Sunday, 7 October 2018

wireless - Design of an electronic device to disable remote access ability of contactless payment cards without visible alterations and damage to the card



Question: How could I build an electronic device which disabled the remote interaction functionality of contactless payment cards while not affecting the functions which are accessed via the on-card contacts or magnetic stripe (where equipped)? I am looking for a DIY technological solution that I could implement myself or suggestions about how I may be able to design and build such a system.


NB: The device would be used by me or other owners of such cards to control access to the card's facilities and to prevent fraudulent access. The desired system has no known fraudulent or illegal aspects.


Background:


New chip-and-pin cards come with an antenna which is a coil made of five or so turns of wire (fractions of millimeter thick) located typically along the card perimeter. The antenna is connected to the chip which also has the contact pad used for connecting the card to the terminal when not using the wireless technology.


One important design aspect is that all the turns belong to the same imaginary plane - they are "parallel" (no intersections) to each other and the gap between adjacent turns is more or less constant and is roughly the same as wire diameter. See this and this for pictures of the antenna layout.

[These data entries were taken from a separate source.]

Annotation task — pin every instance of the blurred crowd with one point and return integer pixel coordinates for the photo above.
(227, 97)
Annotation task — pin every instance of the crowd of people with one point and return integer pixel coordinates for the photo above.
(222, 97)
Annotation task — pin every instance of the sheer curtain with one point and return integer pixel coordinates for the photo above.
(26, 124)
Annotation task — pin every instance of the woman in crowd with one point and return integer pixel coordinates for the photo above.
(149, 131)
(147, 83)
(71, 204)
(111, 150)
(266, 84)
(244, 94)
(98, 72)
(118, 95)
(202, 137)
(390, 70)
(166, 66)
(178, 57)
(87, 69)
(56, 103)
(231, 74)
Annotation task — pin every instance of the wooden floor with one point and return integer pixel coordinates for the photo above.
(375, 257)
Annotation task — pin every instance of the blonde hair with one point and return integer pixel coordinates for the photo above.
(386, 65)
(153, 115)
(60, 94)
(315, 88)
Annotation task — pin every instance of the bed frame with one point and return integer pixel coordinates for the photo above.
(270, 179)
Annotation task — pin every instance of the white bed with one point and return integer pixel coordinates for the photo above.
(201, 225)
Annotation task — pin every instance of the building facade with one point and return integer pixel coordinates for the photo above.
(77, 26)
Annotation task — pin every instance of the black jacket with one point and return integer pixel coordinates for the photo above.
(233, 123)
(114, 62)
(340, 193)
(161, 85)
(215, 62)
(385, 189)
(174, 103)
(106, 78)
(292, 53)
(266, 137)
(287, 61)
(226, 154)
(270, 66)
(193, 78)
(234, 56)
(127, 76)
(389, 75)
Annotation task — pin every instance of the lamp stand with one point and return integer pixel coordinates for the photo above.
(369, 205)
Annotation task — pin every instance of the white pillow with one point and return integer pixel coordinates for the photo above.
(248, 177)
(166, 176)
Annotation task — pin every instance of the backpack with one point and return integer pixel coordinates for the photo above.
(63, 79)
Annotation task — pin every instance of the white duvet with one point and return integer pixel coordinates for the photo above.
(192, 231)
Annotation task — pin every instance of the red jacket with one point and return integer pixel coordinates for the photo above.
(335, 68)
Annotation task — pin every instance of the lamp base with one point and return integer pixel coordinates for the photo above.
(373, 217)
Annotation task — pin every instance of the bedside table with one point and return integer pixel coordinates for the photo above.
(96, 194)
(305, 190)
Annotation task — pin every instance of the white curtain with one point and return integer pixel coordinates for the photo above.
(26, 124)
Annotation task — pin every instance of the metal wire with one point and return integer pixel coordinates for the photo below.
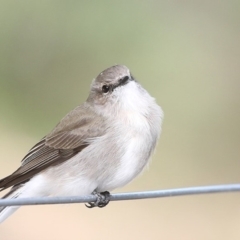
(123, 196)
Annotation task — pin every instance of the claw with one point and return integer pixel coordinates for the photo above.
(102, 200)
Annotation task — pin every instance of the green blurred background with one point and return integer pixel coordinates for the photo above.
(185, 53)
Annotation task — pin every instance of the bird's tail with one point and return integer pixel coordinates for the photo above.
(5, 211)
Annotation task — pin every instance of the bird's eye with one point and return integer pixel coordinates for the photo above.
(125, 79)
(105, 88)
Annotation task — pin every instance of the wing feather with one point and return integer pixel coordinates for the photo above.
(68, 138)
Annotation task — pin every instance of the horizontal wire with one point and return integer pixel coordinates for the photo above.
(122, 196)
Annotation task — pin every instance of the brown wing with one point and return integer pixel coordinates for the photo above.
(68, 138)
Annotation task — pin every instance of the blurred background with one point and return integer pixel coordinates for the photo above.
(185, 53)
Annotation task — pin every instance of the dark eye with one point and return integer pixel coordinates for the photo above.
(105, 88)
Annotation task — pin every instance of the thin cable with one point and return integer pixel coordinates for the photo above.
(123, 196)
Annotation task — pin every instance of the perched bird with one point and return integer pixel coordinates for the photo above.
(99, 146)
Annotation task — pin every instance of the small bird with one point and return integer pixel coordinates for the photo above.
(99, 146)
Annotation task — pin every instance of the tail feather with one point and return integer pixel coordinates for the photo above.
(5, 211)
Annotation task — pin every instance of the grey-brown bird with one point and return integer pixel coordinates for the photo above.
(99, 146)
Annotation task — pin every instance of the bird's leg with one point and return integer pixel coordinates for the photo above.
(103, 199)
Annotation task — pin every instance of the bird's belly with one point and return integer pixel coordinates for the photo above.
(134, 157)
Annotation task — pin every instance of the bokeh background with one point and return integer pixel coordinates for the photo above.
(185, 53)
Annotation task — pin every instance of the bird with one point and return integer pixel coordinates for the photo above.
(99, 146)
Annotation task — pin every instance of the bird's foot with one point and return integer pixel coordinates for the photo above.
(103, 199)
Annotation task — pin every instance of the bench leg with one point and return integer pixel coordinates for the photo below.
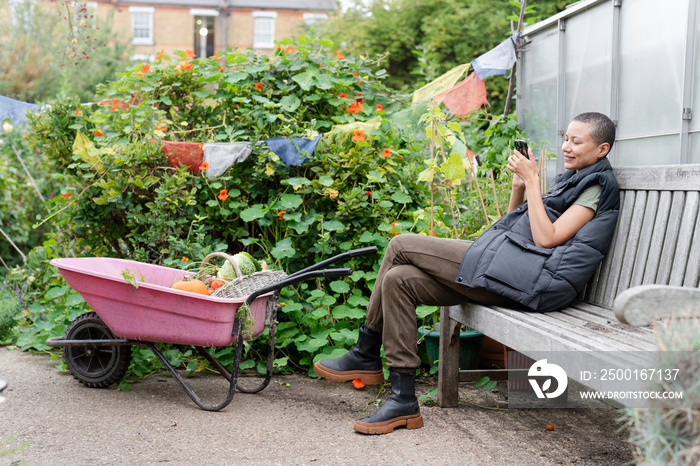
(448, 365)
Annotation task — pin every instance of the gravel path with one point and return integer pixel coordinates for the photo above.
(55, 420)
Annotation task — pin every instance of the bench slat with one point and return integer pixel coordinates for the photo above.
(633, 236)
(692, 273)
(659, 177)
(608, 293)
(669, 241)
(685, 239)
(580, 325)
(641, 258)
(657, 238)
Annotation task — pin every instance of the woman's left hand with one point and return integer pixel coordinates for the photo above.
(525, 168)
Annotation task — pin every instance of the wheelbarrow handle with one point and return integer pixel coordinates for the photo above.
(296, 278)
(336, 258)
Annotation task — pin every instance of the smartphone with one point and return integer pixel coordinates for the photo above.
(521, 146)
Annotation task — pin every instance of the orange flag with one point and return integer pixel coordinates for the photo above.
(465, 97)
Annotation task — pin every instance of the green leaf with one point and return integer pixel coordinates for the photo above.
(339, 286)
(325, 180)
(254, 212)
(343, 311)
(324, 81)
(423, 311)
(283, 249)
(304, 80)
(56, 291)
(333, 225)
(401, 198)
(297, 182)
(290, 201)
(311, 345)
(289, 103)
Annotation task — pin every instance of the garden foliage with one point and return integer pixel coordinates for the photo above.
(119, 196)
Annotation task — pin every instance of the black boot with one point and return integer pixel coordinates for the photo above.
(361, 362)
(400, 409)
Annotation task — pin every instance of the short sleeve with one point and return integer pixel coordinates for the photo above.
(590, 197)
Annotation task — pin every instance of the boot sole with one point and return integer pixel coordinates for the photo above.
(414, 421)
(368, 377)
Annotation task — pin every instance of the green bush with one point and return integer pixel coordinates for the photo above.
(119, 196)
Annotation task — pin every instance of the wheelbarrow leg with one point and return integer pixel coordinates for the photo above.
(185, 386)
(270, 354)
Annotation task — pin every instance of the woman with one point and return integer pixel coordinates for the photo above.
(538, 257)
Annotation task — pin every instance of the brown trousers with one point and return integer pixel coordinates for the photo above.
(416, 270)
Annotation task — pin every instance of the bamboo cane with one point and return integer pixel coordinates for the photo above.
(13, 244)
(495, 196)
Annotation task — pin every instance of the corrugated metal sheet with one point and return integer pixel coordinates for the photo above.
(328, 5)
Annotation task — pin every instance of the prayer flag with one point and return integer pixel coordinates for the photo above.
(293, 151)
(465, 97)
(497, 60)
(441, 84)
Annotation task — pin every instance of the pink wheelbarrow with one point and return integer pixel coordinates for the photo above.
(142, 309)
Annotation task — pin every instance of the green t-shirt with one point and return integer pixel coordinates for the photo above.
(590, 197)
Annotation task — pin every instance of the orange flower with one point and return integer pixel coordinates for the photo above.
(357, 383)
(358, 135)
(185, 67)
(355, 107)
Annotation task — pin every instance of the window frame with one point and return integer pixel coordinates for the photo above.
(271, 15)
(150, 11)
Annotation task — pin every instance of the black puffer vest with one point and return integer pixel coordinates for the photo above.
(505, 260)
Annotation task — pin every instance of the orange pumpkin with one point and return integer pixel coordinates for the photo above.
(193, 286)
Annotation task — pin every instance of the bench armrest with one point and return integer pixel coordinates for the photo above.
(643, 304)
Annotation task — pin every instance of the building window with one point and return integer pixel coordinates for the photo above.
(204, 21)
(264, 29)
(141, 25)
(314, 18)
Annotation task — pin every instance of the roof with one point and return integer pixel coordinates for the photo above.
(329, 5)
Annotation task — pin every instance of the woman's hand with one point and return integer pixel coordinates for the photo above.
(524, 169)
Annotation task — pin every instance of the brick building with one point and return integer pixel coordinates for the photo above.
(210, 25)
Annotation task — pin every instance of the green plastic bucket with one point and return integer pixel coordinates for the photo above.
(470, 342)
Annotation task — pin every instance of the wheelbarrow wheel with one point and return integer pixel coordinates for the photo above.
(95, 366)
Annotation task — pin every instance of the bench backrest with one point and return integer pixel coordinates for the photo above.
(657, 240)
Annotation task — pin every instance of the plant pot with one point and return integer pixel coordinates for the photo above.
(470, 342)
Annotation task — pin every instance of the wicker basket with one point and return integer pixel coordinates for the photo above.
(244, 284)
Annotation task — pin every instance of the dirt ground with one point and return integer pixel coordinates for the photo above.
(49, 418)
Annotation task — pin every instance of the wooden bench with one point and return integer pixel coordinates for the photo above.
(655, 256)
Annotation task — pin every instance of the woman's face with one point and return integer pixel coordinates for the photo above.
(579, 148)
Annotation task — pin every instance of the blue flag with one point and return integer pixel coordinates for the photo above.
(15, 110)
(293, 151)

There's a bit of paranoia about payWave/PayPass contactless payment features (see this, this and this questions on Money SE). People want to keep all the card features (the card body itself, the stripe and the chip) but disable the payWave/PayPass feature.


Once their banks refuse to disable the feature cardholders proceed to mechanical card alterations - they locate the antenna and either drill through it or slightly cut it with a knife. Typically they succeed but I'd be curious to see the eyes of a cashier who sees this card with two ugly holes one of them through the magnetic stripe. Clearly this may raise a lot of concerns and perhaps even cause an arrest in some cases.

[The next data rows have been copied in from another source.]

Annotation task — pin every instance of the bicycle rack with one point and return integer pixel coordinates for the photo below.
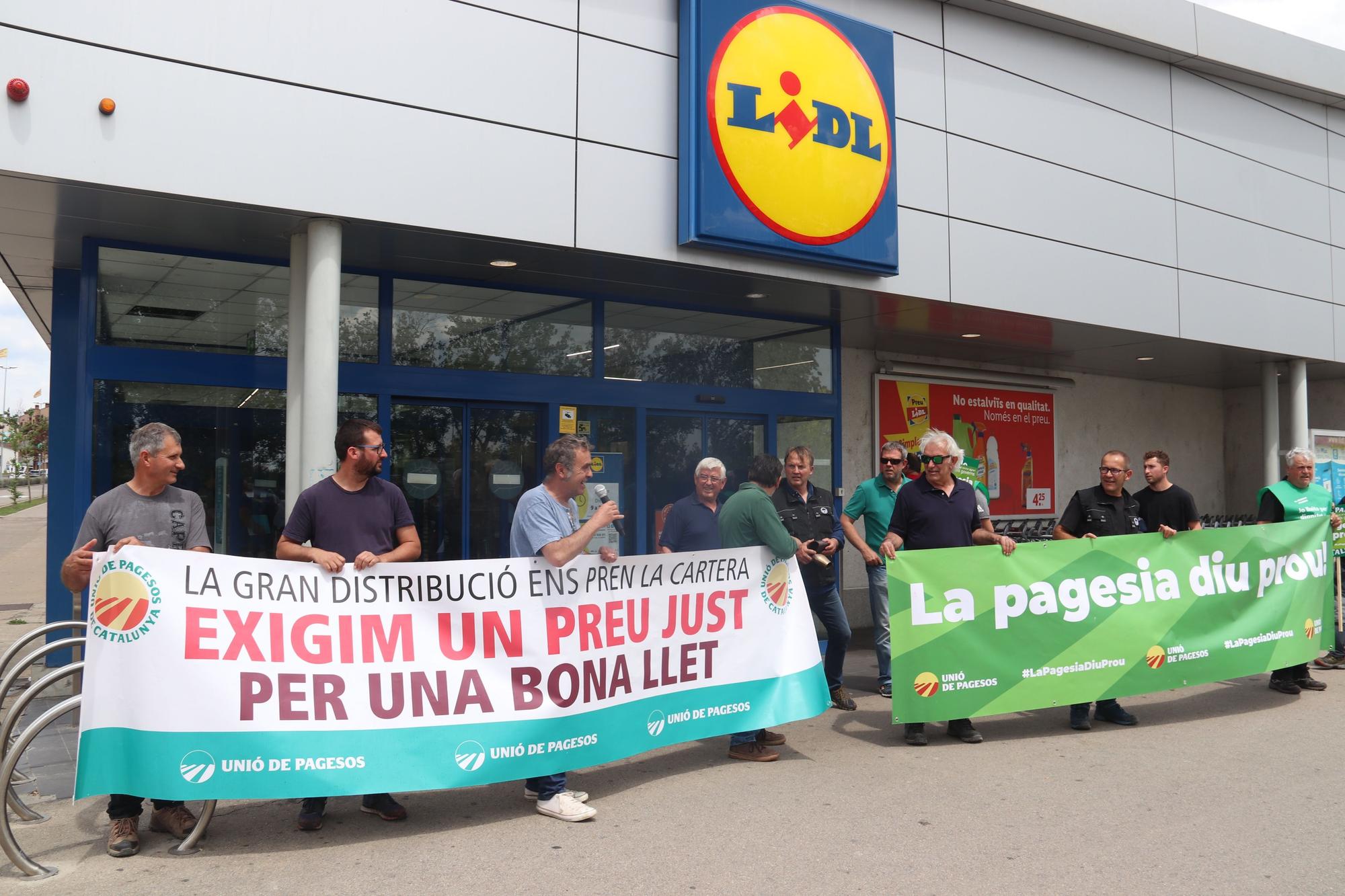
(13, 748)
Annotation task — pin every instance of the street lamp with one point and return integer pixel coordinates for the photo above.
(5, 395)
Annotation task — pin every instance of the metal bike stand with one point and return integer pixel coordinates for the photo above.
(21, 809)
(11, 795)
(11, 846)
(189, 845)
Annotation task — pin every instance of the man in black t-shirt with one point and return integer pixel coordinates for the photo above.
(1106, 509)
(1164, 506)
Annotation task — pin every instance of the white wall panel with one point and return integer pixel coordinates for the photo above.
(1230, 184)
(919, 19)
(426, 53)
(1008, 190)
(1338, 206)
(1016, 114)
(1233, 314)
(922, 167)
(627, 96)
(1221, 247)
(645, 24)
(283, 147)
(918, 83)
(1227, 119)
(1114, 79)
(1013, 272)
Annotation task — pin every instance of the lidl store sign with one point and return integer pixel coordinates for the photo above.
(786, 134)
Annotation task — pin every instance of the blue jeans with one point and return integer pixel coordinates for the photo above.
(882, 631)
(832, 612)
(547, 786)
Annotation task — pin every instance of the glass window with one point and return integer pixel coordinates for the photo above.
(233, 446)
(816, 435)
(439, 325)
(669, 345)
(161, 300)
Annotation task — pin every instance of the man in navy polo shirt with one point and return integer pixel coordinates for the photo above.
(939, 510)
(693, 524)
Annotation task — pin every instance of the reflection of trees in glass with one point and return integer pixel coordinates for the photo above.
(558, 342)
(796, 364)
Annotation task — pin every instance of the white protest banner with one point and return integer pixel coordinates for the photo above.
(217, 677)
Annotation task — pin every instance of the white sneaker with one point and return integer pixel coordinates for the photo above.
(531, 795)
(566, 807)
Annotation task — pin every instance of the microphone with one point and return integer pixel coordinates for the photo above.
(601, 493)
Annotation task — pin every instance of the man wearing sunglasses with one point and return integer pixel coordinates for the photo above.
(874, 501)
(939, 510)
(1106, 509)
(352, 517)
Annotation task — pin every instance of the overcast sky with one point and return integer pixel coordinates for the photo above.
(1321, 21)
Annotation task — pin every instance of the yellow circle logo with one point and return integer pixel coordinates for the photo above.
(800, 126)
(927, 684)
(120, 602)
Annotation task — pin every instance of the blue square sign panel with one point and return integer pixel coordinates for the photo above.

Is there a way to go without notable damage?


Basically we have a small chip which we want to stay intact connected to a coil of very thin wires located in the same imaginary plane (no intersections) all embedded into a thin layer of hard plastic and we only want the coil disconnected in any one point so that it no longer forms a closed circuit.


How can this be done without drilling/cutting/punching a visible hole in the card body?